Agro
Copom Inicia Ciclo de Cortes com Redução da Selic para 14,75% ao Ano
Copom Reduz Selic e Dá Início a Ciclo de Cortes
O Comitê de Política Monetária (Copom) decidiu, nesta quinta-feira (19/03/2026), reduzir a taxa Selic em 0,25 ponto percentual, passando de 15% para 14,75% ao ano. A decisão foi unânime e alinhada às expectativas do mercado.

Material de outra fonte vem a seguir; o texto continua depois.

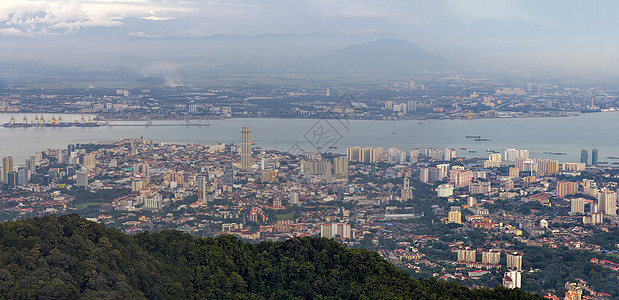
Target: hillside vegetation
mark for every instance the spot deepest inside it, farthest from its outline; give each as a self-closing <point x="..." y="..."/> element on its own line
<point x="70" y="257"/>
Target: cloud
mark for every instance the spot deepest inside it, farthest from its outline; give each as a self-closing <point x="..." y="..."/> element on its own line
<point x="48" y="18"/>
<point x="144" y="35"/>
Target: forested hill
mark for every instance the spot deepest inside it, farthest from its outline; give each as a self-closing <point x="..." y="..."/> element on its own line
<point x="70" y="257"/>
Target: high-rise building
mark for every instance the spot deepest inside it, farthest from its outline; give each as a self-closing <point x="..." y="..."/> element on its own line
<point x="435" y="174"/>
<point x="460" y="178"/>
<point x="524" y="154"/>
<point x="512" y="279"/>
<point x="565" y="188"/>
<point x="511" y="154"/>
<point x="514" y="172"/>
<point x="480" y="188"/>
<point x="294" y="198"/>
<point x="7" y="166"/>
<point x="340" y="168"/>
<point x="136" y="185"/>
<point x="547" y="166"/>
<point x="449" y="154"/>
<point x="584" y="156"/>
<point x="365" y="155"/>
<point x="377" y="155"/>
<point x="201" y="182"/>
<point x="228" y="178"/>
<point x="407" y="193"/>
<point x="444" y="170"/>
<point x="246" y="148"/>
<point x="333" y="230"/>
<point x="491" y="257"/>
<point x="424" y="175"/>
<point x="607" y="202"/>
<point x="455" y="215"/>
<point x="577" y="206"/>
<point x="82" y="178"/>
<point x="444" y="190"/>
<point x="12" y="179"/>
<point x="142" y="168"/>
<point x="23" y="176"/>
<point x="31" y="165"/>
<point x="594" y="156"/>
<point x="353" y="154"/>
<point x="466" y="254"/>
<point x="316" y="167"/>
<point x="155" y="202"/>
<point x="514" y="260"/>
<point x="89" y="161"/>
<point x="414" y="156"/>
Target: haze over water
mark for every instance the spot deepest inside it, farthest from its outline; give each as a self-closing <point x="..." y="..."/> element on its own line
<point x="538" y="135"/>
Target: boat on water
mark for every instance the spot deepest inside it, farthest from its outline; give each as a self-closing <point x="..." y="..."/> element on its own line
<point x="12" y="124"/>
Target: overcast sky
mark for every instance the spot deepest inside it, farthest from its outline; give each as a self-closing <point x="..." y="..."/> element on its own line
<point x="201" y="18"/>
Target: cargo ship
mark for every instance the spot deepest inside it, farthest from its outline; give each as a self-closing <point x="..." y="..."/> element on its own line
<point x="12" y="124"/>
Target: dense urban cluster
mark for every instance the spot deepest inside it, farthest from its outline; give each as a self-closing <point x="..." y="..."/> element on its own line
<point x="433" y="96"/>
<point x="538" y="224"/>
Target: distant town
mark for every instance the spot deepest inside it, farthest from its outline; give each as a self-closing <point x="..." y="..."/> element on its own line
<point x="434" y="96"/>
<point x="513" y="220"/>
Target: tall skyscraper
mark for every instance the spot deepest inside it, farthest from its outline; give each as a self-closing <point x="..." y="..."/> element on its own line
<point x="577" y="206"/>
<point x="512" y="279"/>
<point x="594" y="156"/>
<point x="455" y="215"/>
<point x="565" y="188"/>
<point x="201" y="181"/>
<point x="340" y="166"/>
<point x="7" y="166"/>
<point x="514" y="260"/>
<point x="82" y="178"/>
<point x="584" y="156"/>
<point x="12" y="179"/>
<point x="228" y="178"/>
<point x="245" y="148"/>
<point x="607" y="202"/>
<point x="511" y="154"/>
<point x="407" y="193"/>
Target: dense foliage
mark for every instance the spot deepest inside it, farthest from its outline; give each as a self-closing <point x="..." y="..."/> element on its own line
<point x="70" y="257"/>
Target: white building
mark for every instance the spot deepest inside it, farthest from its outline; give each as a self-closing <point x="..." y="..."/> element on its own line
<point x="512" y="279"/>
<point x="444" y="190"/>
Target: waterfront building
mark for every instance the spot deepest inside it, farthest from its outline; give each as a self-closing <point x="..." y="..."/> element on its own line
<point x="594" y="156"/>
<point x="455" y="215"/>
<point x="444" y="190"/>
<point x="565" y="188"/>
<point x="584" y="156"/>
<point x="514" y="260"/>
<point x="246" y="149"/>
<point x="491" y="257"/>
<point x="82" y="178"/>
<point x="460" y="178"/>
<point x="466" y="254"/>
<point x="577" y="206"/>
<point x="607" y="202"/>
<point x="512" y="279"/>
<point x="7" y="166"/>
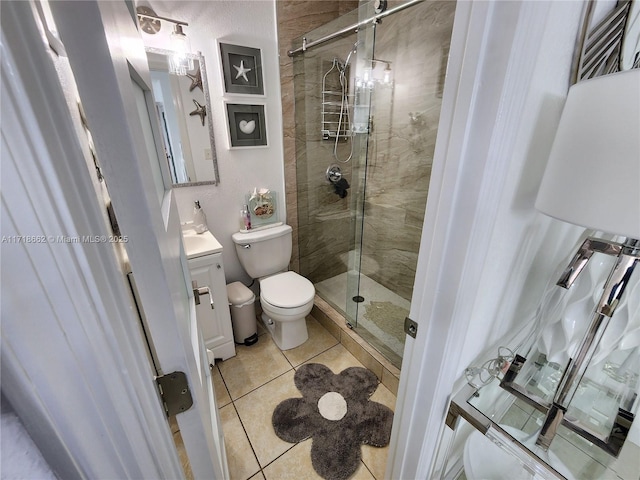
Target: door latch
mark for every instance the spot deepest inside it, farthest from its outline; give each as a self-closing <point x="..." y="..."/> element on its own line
<point x="175" y="393"/>
<point x="197" y="291"/>
<point x="410" y="327"/>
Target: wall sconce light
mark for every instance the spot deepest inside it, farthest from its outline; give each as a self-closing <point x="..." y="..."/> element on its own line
<point x="181" y="61"/>
<point x="592" y="180"/>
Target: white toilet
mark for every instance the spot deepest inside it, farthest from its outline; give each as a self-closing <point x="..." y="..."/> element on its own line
<point x="286" y="297"/>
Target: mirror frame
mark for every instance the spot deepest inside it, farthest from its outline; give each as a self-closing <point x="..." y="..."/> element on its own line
<point x="207" y="100"/>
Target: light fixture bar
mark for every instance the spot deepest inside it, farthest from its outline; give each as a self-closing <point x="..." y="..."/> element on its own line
<point x="166" y="19"/>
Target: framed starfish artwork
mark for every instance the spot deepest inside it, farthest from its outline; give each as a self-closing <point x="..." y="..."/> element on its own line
<point x="241" y="69"/>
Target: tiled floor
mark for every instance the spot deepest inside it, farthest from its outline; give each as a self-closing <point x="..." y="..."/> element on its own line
<point x="250" y="385"/>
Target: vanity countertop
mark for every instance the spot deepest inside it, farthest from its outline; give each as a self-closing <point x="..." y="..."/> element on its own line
<point x="199" y="244"/>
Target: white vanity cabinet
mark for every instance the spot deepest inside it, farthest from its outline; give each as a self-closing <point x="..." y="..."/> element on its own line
<point x="207" y="270"/>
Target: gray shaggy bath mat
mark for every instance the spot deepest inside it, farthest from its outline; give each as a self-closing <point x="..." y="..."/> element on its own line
<point x="335" y="411"/>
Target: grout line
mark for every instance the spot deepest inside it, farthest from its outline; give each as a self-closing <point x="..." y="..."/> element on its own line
<point x="255" y="455"/>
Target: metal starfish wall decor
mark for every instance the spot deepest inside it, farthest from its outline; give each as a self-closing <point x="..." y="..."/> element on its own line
<point x="200" y="110"/>
<point x="196" y="80"/>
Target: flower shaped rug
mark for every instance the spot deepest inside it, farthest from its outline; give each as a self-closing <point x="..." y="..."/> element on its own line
<point x="335" y="411"/>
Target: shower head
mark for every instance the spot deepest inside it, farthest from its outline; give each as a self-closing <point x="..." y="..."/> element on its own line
<point x="351" y="52"/>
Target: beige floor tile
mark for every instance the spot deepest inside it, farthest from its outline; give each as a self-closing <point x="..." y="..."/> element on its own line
<point x="375" y="459"/>
<point x="256" y="410"/>
<point x="296" y="465"/>
<point x="337" y="359"/>
<point x="182" y="455"/>
<point x="384" y="396"/>
<point x="253" y="366"/>
<point x="319" y="341"/>
<point x="240" y="457"/>
<point x="293" y="465"/>
<point x="222" y="394"/>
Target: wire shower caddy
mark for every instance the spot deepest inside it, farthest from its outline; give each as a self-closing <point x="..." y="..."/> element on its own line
<point x="336" y="120"/>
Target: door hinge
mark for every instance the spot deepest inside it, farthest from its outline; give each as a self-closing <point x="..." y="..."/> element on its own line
<point x="175" y="393"/>
<point x="410" y="327"/>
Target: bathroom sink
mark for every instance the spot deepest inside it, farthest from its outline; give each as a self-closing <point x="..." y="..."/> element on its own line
<point x="199" y="244"/>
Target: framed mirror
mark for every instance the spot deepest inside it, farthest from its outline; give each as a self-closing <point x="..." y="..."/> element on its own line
<point x="184" y="110"/>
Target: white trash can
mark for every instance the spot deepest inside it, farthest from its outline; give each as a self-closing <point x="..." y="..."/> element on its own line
<point x="243" y="313"/>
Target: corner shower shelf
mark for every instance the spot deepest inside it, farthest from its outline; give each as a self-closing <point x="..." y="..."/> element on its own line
<point x="335" y="110"/>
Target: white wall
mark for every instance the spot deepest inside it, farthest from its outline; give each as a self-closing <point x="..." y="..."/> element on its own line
<point x="249" y="23"/>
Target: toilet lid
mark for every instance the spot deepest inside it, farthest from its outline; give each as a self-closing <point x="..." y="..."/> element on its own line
<point x="287" y="290"/>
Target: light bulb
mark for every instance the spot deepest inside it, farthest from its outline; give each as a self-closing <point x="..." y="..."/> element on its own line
<point x="180" y="62"/>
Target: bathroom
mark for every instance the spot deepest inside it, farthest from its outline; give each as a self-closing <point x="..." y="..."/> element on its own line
<point x="503" y="188"/>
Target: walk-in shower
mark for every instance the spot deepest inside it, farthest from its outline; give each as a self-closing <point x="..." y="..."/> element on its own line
<point x="368" y="102"/>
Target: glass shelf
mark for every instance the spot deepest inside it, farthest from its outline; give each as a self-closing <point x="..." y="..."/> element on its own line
<point x="512" y="425"/>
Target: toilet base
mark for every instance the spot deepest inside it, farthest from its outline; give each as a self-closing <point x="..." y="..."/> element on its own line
<point x="286" y="335"/>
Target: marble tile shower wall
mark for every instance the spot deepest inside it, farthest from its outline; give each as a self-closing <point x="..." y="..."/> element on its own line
<point x="402" y="143"/>
<point x="295" y="18"/>
<point x="324" y="218"/>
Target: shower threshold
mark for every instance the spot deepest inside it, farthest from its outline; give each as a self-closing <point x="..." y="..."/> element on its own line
<point x="381" y="313"/>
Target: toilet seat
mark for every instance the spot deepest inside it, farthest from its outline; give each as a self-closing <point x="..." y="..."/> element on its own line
<point x="287" y="290"/>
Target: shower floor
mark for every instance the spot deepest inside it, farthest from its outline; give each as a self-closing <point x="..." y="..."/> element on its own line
<point x="381" y="313"/>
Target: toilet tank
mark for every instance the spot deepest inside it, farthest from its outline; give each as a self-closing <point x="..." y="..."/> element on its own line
<point x="264" y="252"/>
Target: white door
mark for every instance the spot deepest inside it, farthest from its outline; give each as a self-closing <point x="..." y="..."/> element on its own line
<point x="108" y="59"/>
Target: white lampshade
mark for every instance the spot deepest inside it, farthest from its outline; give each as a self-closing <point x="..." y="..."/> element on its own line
<point x="592" y="178"/>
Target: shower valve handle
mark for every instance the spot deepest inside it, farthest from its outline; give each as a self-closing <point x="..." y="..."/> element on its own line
<point x="333" y="173"/>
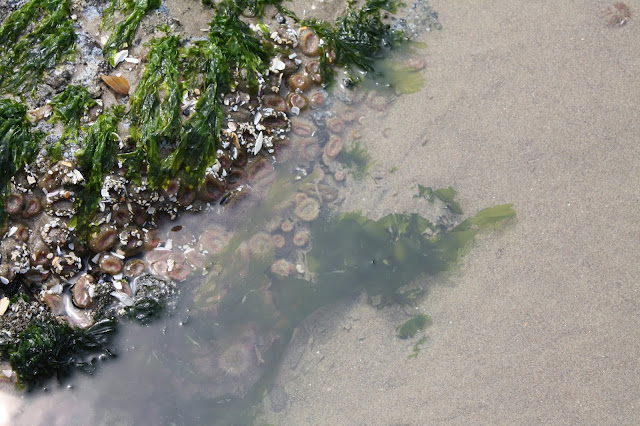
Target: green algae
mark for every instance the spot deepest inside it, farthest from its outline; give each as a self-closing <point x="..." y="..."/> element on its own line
<point x="51" y="348"/>
<point x="96" y="159"/>
<point x="357" y="158"/>
<point x="34" y="39"/>
<point x="125" y="31"/>
<point x="358" y="39"/>
<point x="413" y="326"/>
<point x="18" y="145"/>
<point x="70" y="107"/>
<point x="415" y="351"/>
<point x="155" y="109"/>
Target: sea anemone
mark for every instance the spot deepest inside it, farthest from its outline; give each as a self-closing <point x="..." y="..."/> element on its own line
<point x="308" y="210"/>
<point x="313" y="70"/>
<point x="214" y="239"/>
<point x="13" y="204"/>
<point x="283" y="267"/>
<point x="309" y="43"/>
<point x="134" y="268"/>
<point x="301" y="238"/>
<point x="32" y="207"/>
<point x="237" y="360"/>
<point x="178" y="268"/>
<point x="286" y="226"/>
<point x="297" y="100"/>
<point x="274" y="101"/>
<point x="110" y="264"/>
<point x="278" y="240"/>
<point x="103" y="239"/>
<point x="333" y="147"/>
<point x="335" y="124"/>
<point x="299" y="82"/>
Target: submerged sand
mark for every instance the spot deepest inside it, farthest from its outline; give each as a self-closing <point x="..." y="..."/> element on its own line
<point x="527" y="102"/>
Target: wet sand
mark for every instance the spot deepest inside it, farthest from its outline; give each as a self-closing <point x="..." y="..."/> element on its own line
<point x="527" y="102"/>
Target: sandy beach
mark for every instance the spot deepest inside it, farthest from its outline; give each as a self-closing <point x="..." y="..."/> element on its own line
<point x="527" y="102"/>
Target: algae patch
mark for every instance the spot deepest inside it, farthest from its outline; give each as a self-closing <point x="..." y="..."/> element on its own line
<point x="413" y="326"/>
<point x="34" y="39"/>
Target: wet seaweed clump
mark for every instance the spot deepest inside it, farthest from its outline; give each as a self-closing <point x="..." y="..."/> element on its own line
<point x="96" y="159"/>
<point x="50" y="348"/>
<point x="412" y="326"/>
<point x="71" y="107"/>
<point x="358" y="39"/>
<point x="125" y="31"/>
<point x="34" y="39"/>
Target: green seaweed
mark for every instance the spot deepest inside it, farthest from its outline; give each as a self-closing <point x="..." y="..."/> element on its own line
<point x="26" y="53"/>
<point x="122" y="36"/>
<point x="70" y="107"/>
<point x="425" y="192"/>
<point x="358" y="39"/>
<point x="18" y="144"/>
<point x="96" y="158"/>
<point x="232" y="49"/>
<point x="155" y="109"/>
<point x="49" y="348"/>
<point x="447" y="196"/>
<point x="357" y="158"/>
<point x="412" y="326"/>
<point x="416" y="348"/>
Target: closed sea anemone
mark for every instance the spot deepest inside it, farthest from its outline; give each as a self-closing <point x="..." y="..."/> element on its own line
<point x="236" y="360"/>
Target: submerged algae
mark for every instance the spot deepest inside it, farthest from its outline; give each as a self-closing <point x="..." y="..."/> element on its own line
<point x="49" y="348"/>
<point x="96" y="159"/>
<point x="70" y="107"/>
<point x="412" y="326"/>
<point x="358" y="39"/>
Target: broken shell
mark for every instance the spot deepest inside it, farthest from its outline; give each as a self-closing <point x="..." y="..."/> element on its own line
<point x="117" y="82"/>
<point x="82" y="291"/>
<point x="120" y="56"/>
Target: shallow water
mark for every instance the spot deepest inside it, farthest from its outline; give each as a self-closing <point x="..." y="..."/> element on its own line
<point x="210" y="360"/>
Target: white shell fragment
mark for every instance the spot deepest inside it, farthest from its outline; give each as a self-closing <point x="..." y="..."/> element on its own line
<point x="4" y="304"/>
<point x="258" y="147"/>
<point x="277" y="65"/>
<point x="120" y="56"/>
<point x="123" y="297"/>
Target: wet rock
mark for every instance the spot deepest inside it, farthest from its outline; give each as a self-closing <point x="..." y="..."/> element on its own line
<point x="59" y="76"/>
<point x="278" y="397"/>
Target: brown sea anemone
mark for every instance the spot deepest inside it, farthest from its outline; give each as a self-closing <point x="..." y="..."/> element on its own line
<point x="313" y="70"/>
<point x="283" y="267"/>
<point x="335" y="124"/>
<point x="274" y="101"/>
<point x="309" y="42"/>
<point x="297" y="100"/>
<point x="134" y="268"/>
<point x="32" y="207"/>
<point x="333" y="147"/>
<point x="110" y="264"/>
<point x="237" y="360"/>
<point x="301" y="238"/>
<point x="299" y="82"/>
<point x="103" y="239"/>
<point x="13" y="204"/>
<point x="308" y="210"/>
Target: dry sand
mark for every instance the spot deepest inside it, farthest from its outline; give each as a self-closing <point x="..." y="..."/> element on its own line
<point x="533" y="103"/>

No comunicado, o Copom destacou que o ambiente externo se tornou mais incerto devido ao acirramento de conflitos geopolíticos no Oriente Médio, que afetam diretamente as condições financeiras globais e o preço de commodities. “Tal cenário exige cautela por parte de países emergentes em um contexto de maior volatilidade de preços de ativos e commodities”, afirmou a nota.
O Comitê reforçou que acompanha os efeitos da política fiscal doméstica sobre a política monetária e os ativos financeiros, mantendo postura cautelosa diante da maior incerteza econômica. Indicadores do final de 2025 mostraram desaceleração na atividade econômica, expectativas de inflação ainda elevadas e pressões no mercado de trabalho.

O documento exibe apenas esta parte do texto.